Taylor said the report’s goal is to inform policy decisions by the Bend Urban Renewal Agency as they plan for housing incentives.

Housing availability and the cost of living are constantly cited as top concerns for area residents and businesses. Some small businesses in Bend have reduced operating hours citing a lack of staffing spurred by housing costs.

Deschutes County’s hourly minimum wage increased to $14.70 in July. But that’s still not enough to meet market rate housing costs. A worker needs to earn $34.62 to afford a one-bedroom apartment without being rent burdened.

The three largest job sectors in the area: office and administrative support, sales and related, and food preparation and serving related, earn less than $24.00 an hour, according to data from the U.S. Bureau of Labor Statistics.

To make ends meet, people in the region often work multiple jobs, share homes with multiple roommates, or live in their car.

Providing solutions to the housing crunch is relevant to other work currently before the Bend City Council. The council is weighing updates to its camping and parking codes.

They are considering asking people who live in their vehicles to move every 24 hours. Currently, people in Bend may park their car in the same spot for a maximum of three days in areas that don’t have stricter parking rules.

Related: Bend approves new housing development near removed homeless camp

City officials said any change to the code would aim to work with people reasonably, but the city also wants to be able to address health hazards like sewage leaking from vehicles or refuse piling up around them.

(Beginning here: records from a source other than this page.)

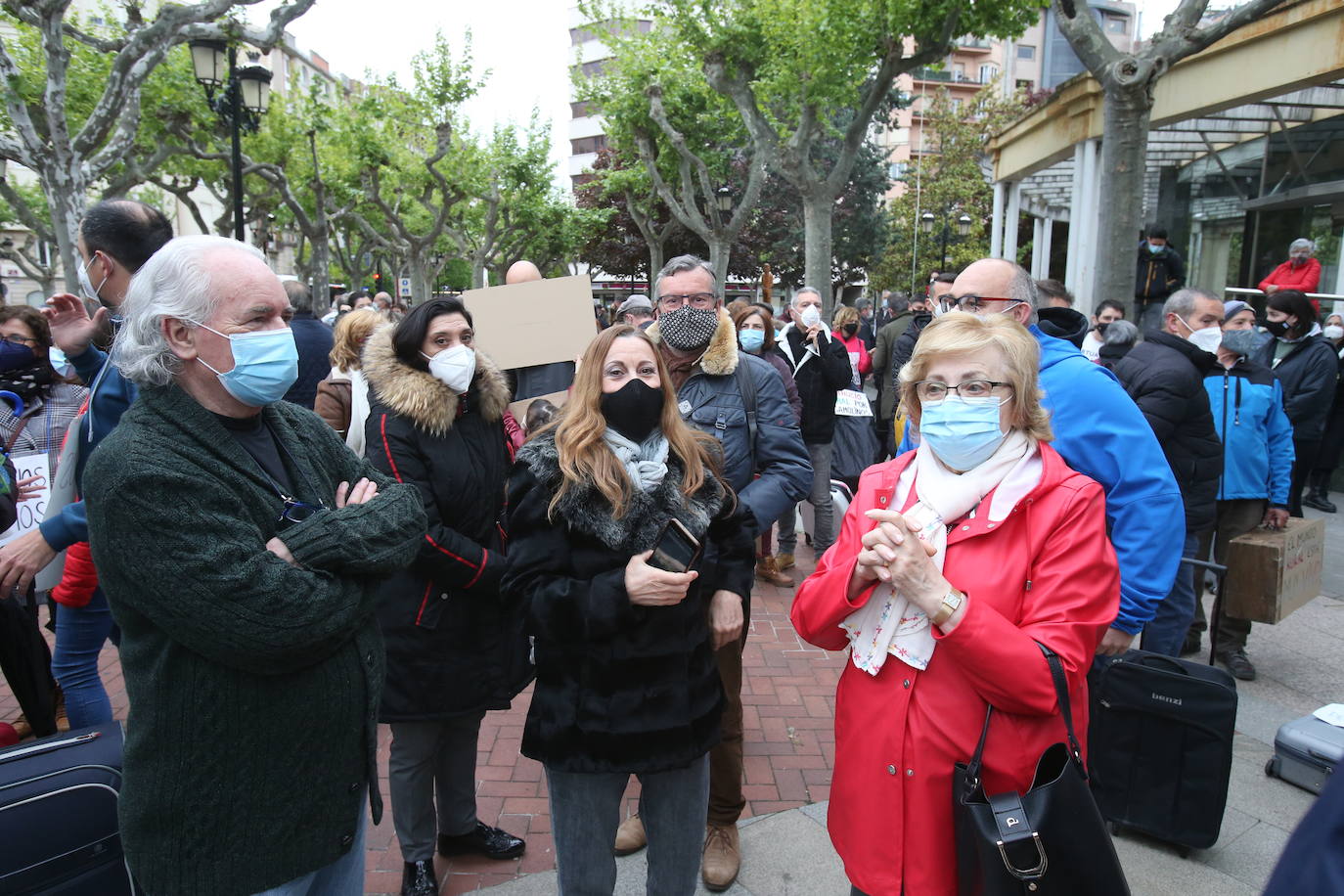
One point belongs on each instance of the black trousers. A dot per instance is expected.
(25, 662)
(1304, 463)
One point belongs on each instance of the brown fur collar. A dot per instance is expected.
(721, 357)
(421, 398)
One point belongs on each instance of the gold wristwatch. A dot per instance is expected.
(951, 604)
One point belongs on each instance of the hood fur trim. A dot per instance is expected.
(721, 357)
(420, 396)
(585, 510)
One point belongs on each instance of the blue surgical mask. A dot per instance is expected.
(963, 432)
(265, 366)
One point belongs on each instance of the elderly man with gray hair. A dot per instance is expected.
(1300, 272)
(240, 543)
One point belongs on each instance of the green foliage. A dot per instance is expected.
(949, 179)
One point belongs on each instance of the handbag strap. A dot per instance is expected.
(1056, 676)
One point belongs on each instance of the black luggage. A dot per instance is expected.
(58, 816)
(1307, 752)
(1160, 745)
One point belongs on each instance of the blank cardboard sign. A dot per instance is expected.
(536, 323)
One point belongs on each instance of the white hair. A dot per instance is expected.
(175, 283)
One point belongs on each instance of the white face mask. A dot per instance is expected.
(453, 367)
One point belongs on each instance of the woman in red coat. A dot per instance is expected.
(996, 544)
(1300, 272)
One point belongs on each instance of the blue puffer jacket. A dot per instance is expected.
(1247, 403)
(711, 402)
(1100, 432)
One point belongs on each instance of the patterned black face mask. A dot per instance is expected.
(687, 328)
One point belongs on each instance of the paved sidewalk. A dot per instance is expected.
(789, 696)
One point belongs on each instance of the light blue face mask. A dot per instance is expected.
(265, 366)
(963, 432)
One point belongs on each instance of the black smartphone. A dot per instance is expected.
(676, 550)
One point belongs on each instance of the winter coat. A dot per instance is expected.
(620, 688)
(790, 388)
(1308, 374)
(1165, 377)
(1100, 432)
(775, 473)
(455, 645)
(1247, 405)
(315, 347)
(819, 374)
(1048, 574)
(859, 362)
(1305, 278)
(1159, 274)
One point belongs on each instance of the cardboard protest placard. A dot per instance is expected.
(539, 323)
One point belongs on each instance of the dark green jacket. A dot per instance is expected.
(252, 683)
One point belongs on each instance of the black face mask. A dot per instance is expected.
(633, 410)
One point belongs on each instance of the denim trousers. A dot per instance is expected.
(1167, 630)
(586, 812)
(343, 877)
(81, 632)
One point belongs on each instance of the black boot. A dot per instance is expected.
(419, 878)
(1319, 500)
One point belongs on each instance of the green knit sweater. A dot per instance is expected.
(252, 683)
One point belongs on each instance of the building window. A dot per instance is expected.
(585, 146)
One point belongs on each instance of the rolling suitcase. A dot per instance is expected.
(1307, 752)
(58, 816)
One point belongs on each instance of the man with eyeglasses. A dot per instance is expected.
(739, 399)
(1100, 432)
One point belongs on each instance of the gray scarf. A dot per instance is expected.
(644, 463)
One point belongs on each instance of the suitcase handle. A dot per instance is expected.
(38, 748)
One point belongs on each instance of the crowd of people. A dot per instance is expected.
(280, 580)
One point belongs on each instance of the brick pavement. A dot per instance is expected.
(789, 745)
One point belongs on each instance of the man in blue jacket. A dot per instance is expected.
(1247, 403)
(1099, 432)
(115, 238)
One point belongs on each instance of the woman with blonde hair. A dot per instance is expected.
(343, 396)
(956, 563)
(625, 673)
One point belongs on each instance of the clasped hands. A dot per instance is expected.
(362, 492)
(648, 586)
(893, 554)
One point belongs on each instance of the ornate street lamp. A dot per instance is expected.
(244, 97)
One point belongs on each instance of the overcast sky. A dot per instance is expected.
(524, 43)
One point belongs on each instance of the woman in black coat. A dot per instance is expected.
(1307, 366)
(625, 673)
(456, 648)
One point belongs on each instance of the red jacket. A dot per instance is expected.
(1305, 278)
(1049, 574)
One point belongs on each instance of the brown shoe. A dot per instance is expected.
(769, 571)
(631, 835)
(722, 857)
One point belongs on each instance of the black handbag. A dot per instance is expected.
(1050, 840)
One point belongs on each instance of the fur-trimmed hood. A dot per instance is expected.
(588, 511)
(420, 396)
(721, 357)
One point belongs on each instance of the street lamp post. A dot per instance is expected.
(926, 222)
(241, 103)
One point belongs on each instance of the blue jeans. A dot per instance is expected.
(586, 812)
(81, 632)
(1167, 630)
(343, 877)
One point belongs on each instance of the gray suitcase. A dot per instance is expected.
(1307, 751)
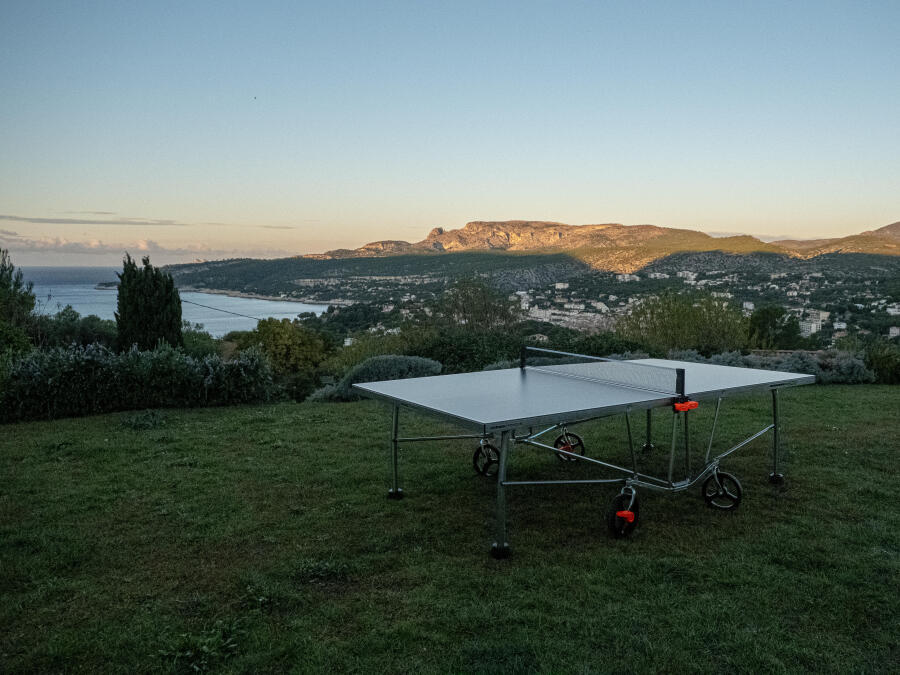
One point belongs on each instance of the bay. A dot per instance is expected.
(56, 287)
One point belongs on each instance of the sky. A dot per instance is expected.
(186, 130)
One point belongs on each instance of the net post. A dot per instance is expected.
(679, 381)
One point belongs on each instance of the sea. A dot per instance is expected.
(56, 287)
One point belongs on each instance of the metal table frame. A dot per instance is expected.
(630, 478)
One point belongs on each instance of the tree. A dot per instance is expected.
(471, 302)
(149, 307)
(16, 296)
(685, 321)
(16, 305)
(295, 351)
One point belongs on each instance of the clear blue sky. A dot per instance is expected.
(207, 128)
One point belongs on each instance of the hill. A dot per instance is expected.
(610, 247)
(883, 241)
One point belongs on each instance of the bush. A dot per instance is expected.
(295, 351)
(831, 367)
(74, 381)
(685, 321)
(375, 369)
(198, 342)
(883, 358)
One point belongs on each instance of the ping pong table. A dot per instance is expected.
(519, 406)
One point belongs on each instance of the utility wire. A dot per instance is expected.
(218, 309)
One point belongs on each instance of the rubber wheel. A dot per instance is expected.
(570, 443)
(724, 494)
(486, 460)
(620, 528)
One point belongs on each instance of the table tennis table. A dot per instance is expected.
(519, 406)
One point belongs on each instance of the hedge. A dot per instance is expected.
(75, 381)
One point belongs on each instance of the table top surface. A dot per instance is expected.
(504, 399)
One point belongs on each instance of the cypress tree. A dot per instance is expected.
(149, 307)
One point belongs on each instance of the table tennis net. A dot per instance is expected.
(623, 374)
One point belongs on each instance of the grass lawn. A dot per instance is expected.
(260, 538)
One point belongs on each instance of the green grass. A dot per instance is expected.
(259, 538)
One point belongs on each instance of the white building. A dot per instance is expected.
(808, 327)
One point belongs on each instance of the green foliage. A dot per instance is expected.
(149, 307)
(13, 340)
(471, 302)
(463, 349)
(829, 367)
(606, 343)
(68, 327)
(295, 351)
(883, 357)
(771, 327)
(74, 381)
(375, 369)
(16, 296)
(198, 342)
(144, 420)
(685, 321)
(204, 651)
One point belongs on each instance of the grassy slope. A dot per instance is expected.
(259, 538)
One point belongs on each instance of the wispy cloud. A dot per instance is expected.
(96, 247)
(143, 222)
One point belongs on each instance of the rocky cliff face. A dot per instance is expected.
(612, 246)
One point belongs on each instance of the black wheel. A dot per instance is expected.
(486, 460)
(570, 443)
(722, 491)
(620, 519)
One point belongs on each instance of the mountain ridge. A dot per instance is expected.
(612, 246)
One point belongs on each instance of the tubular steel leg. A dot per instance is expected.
(687, 447)
(630, 443)
(674, 439)
(775, 477)
(396, 492)
(648, 443)
(500, 547)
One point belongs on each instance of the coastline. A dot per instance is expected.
(259, 296)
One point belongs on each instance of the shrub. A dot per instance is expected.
(883, 358)
(295, 351)
(73, 381)
(198, 342)
(375, 369)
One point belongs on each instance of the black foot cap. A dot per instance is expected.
(500, 552)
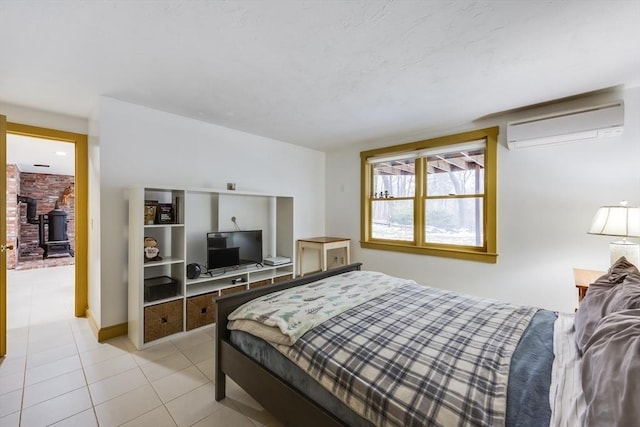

Members of Bend’s Human Rights and Equity Commission expressed concern at a recent meeting about asking people to move every 24 hours.

At this week’s city council meeting, Chuck Hemingway, a board member of Home More Network, expressed concern over the proposed move from three days to 24 hours. Right after Hemingway spoke, two residents living near to the informal encampment known as “Dirt World” delivered testimony, noting the fears and difficulties their families face living next to unhoused people.

The city will hear the first reading of proposed amendments to the camping code at the council’s Sept. 18 meeting.